L’année 2019 commence bien et commence fort. L’ambiance globale est tendue. Notre quotidien n’a jamais été aussi morose : Chute vertigineuse de notre monnaie nationale. Détérioration sans précédent de notre pouvoir d’achat. Nivellement par le bas. Grèves récurrentes des enseignants de l’école publiques accompagnée d’une incompréhension totale pour ne pas dire désolidarisation absolue de parents dont les enfants sont pris en otage… par de grands enfants.
Avouons que le « leadership par l’exemple » laisse à désirer dans ce pays. Bon nombre d’augustes responsables se valent bien et valent bien peu. Ce constat est triste et les mots pour le dire sont sévères. Pourtant des solutions concrètes et uniques existent. Ces solutions se trouvent en … nous. Chacun d’entre nous. Il y a deux réalités qui s’affrontent aujourd’hui. La première nous est imposée par des personnes motivées par l’amour du pouvoir. La deuxième nous est offerte par les personnes motivées par le pouvoir de l’amour.
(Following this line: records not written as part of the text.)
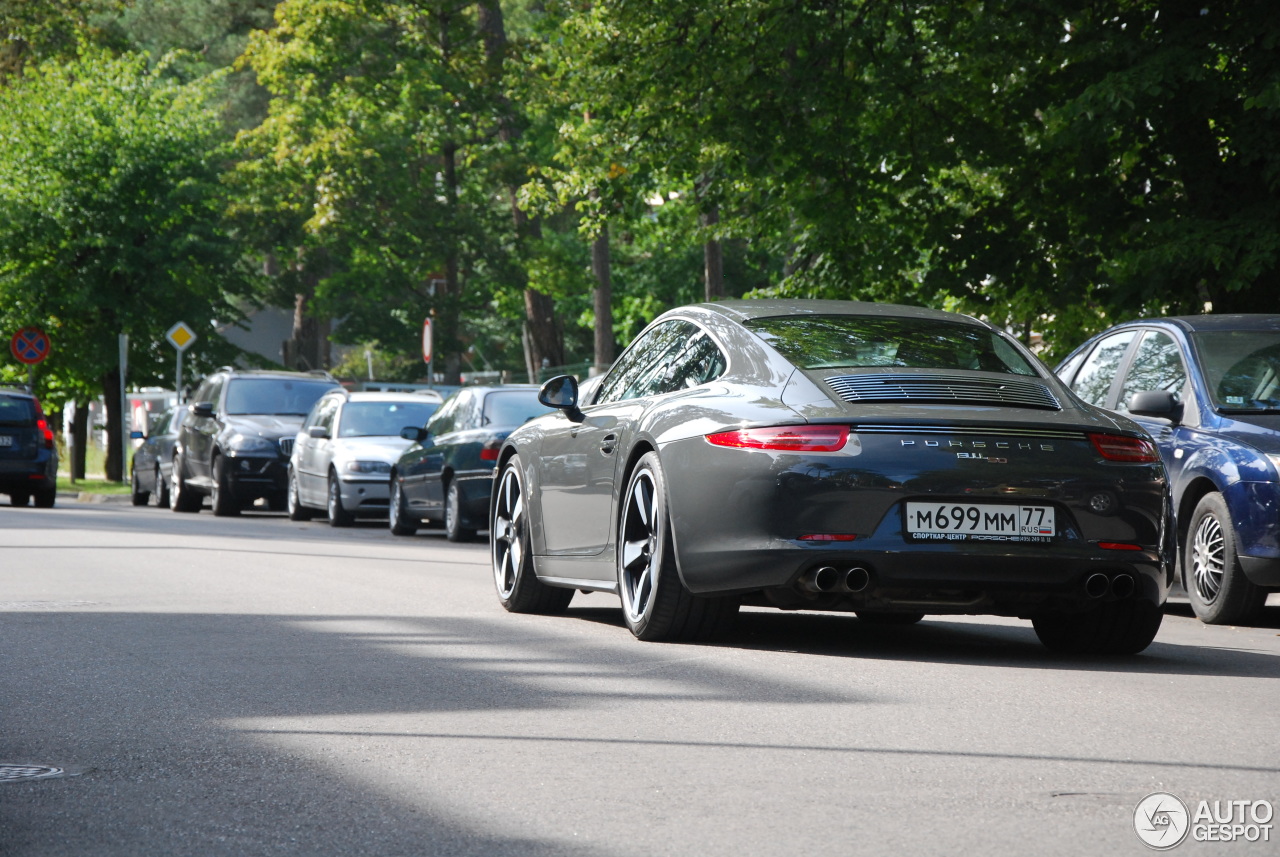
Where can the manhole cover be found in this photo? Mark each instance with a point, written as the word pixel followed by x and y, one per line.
pixel 13 773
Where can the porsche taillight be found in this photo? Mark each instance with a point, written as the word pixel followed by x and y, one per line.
pixel 791 439
pixel 1123 448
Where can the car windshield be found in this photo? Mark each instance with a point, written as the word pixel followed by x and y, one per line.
pixel 1242 369
pixel 383 418
pixel 512 407
pixel 16 411
pixel 274 395
pixel 888 342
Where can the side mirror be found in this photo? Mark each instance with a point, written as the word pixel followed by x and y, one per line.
pixel 414 432
pixel 560 393
pixel 1156 403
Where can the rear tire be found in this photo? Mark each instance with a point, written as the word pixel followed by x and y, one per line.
pixel 161 493
pixel 297 512
pixel 656 605
pixel 338 514
pixel 453 528
pixel 182 498
pixel 223 499
pixel 398 517
pixel 1109 628
pixel 511 550
pixel 136 494
pixel 1216 586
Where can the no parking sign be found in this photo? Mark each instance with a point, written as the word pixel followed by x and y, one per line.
pixel 30 345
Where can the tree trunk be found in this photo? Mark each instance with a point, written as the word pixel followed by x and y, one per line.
pixel 80 440
pixel 545 337
pixel 112 468
pixel 713 257
pixel 603 301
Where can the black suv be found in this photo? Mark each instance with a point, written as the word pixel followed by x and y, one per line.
pixel 237 435
pixel 28 458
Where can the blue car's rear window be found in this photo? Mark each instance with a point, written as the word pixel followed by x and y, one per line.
pixel 17 411
pixel 1242 369
pixel 888 342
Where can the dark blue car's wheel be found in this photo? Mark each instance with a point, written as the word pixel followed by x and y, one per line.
pixel 656 604
pixel 1216 586
pixel 519 589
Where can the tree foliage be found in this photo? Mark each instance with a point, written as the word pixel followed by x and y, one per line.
pixel 110 214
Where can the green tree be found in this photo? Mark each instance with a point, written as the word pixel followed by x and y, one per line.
pixel 110 218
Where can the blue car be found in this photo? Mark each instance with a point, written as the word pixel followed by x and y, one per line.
pixel 1207 389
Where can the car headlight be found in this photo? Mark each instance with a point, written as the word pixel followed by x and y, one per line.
pixel 251 444
pixel 369 467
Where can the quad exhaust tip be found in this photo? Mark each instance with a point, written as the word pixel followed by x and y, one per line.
pixel 1101 586
pixel 828 578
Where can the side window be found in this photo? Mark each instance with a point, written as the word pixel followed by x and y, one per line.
pixel 644 369
pixel 215 392
pixel 1157 365
pixel 328 409
pixel 699 362
pixel 1093 383
pixel 443 420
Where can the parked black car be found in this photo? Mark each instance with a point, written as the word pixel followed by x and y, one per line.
pixel 237 435
pixel 447 475
pixel 28 457
pixel 1207 389
pixel 152 462
pixel 835 456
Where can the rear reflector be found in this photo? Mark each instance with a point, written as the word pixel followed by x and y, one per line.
pixel 1118 545
pixel 1123 448
pixel 794 439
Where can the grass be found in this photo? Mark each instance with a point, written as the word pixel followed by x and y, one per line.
pixel 92 482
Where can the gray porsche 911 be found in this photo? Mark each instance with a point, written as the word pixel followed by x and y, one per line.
pixel 887 461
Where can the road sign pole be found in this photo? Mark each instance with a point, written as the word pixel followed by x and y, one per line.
pixel 126 418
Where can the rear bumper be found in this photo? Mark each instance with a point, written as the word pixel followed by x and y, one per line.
pixel 257 477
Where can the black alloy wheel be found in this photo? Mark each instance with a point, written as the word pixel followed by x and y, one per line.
pixel 453 528
pixel 1216 586
pixel 1110 628
pixel 398 518
pixel 511 551
pixel 656 605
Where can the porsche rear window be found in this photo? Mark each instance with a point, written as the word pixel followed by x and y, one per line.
pixel 883 342
pixel 16 411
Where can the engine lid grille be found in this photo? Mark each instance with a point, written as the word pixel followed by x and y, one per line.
pixel 944 389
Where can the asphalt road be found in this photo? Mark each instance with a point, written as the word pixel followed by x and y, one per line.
pixel 261 687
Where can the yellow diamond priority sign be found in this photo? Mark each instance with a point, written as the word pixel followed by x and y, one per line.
pixel 181 337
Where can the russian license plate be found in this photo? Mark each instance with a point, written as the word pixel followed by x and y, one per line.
pixel 979 522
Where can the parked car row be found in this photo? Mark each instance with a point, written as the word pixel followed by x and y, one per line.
pixel 304 444
pixel 888 461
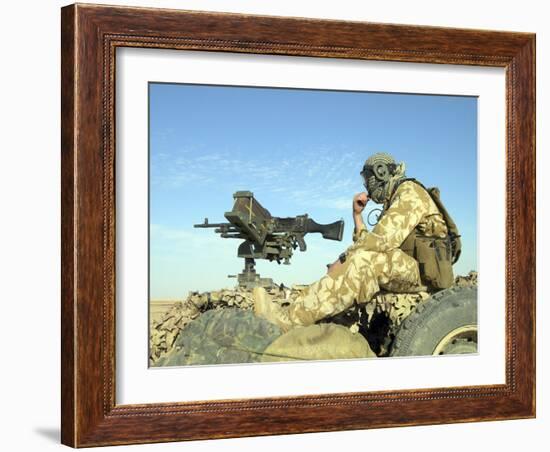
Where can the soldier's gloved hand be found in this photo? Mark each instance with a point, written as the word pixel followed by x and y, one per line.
pixel 359 202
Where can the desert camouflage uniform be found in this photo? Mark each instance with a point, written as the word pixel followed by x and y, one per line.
pixel 374 261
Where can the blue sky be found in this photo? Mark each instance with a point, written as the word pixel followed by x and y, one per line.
pixel 299 151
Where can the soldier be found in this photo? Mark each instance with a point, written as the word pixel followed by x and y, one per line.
pixel 409 248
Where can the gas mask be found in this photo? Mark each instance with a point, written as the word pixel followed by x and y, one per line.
pixel 376 173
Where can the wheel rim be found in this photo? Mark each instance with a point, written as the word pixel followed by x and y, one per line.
pixel 458 342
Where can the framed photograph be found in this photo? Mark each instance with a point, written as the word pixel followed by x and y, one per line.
pixel 281 225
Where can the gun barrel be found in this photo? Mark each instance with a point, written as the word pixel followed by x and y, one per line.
pixel 331 231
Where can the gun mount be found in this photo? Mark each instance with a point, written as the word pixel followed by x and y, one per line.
pixel 265 236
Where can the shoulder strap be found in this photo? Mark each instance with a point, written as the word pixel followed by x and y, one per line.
pixel 452 228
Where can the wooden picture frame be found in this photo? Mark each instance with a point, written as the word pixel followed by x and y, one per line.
pixel 90 36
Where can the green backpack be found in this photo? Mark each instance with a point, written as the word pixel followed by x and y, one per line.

L’HYPOTHÈSE DE LA VITRE BRISÉE

En huit ans, cette hypothèse a pris forme sous nos yeux et façonne depuis notre quotidien. La théorie est née dans les années 1930 aux États-Unis et a été développée durant les années 80-90. Elle établit un rapport de causalité entre les détériorations de l’espace public et un délabrement plus général des situations humaines qui en découlent. Si on fait vivre une communauté humaine dans un espace délabré, le comportement général tendra vers le désordre.

Or, s’il y a bien quelque chose qui a caractérisé notre espace public, c’est bien le délabrement visible de l’espace public. Amoncellement des déchets, grande insalubrité environnementale, absence notoire des forces de l’ordre, repérables uniquement pendant les heures de pointe… Et si la responsabilité municipale est indéniable, il faudrait aussi se pencher sur nos responsabilités individuelles. Que puis-je faire pour améliorer les choses ? Par expérience, il suffit d’initier une action positive pour inspirer son entourage à en faire de même.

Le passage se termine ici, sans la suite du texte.